"Capture & Caption"
Potatoes
In the ancient ruins of Peru and Chile, archaeologists have found potato remains that date back to 500 B.C. The Incas grew and ate them and also worshipped them.
The potato was carried on to Italy and England about 1585, to Belgium and Germany by 1587, to Austria about 1588, and to France around 1600. Wherever the potato was introduced, it was considered weird, poisonous, and downright evil. In France and elsewhere, the potato was accused of causing not only leprosy, but also syphilis, narcosis, scronfula, early death, sterillity, and rampant sexuality, and of destroying the soil where it grew. There was so much opposition to the potato that an edict was made in the town of Besancon, France stating:
"In view of the fact that the potato is a pernicious substance whose use can cause leprosy, it is hereby forbidden, under pain of fine, to cultivate it."

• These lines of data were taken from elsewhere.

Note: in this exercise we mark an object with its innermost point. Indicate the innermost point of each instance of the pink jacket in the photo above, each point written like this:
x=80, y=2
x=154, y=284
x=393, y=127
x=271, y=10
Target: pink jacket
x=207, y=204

1589 - Sir Walter Raleigh (1552-1618), British explorer and historian known for his expeditions to the Americas, first brought the potato to Ireland and planted them at his Irish estate at Myrtle Grove, Youghal, near Cork, Ireland. Legend has it that he made a gift of the potato plant to Queen Elizabeth I (1533-1603). The local gentry were invited to a royal banquet featuring the potato in every course. Unfortunately, the cooks were uneducated in the matter of potatoes, tossed out the lumpy-looking tubers and brought to the royal table a dish of boiled stems and leaves (which are poisonous), which promptly made everyone deathly ill. The potatoes were then banned from court.
1774 - Russian peasant refused to have anything to do with the potato until the mid 1700s. Frederick the Great (1712-1786) sent free potatoes to the starving peasants after the famine of 1774, but they refused to touch them until soldiers were sent to persuade them.
We seem to forget that the potato has only been with us for a few hundred years.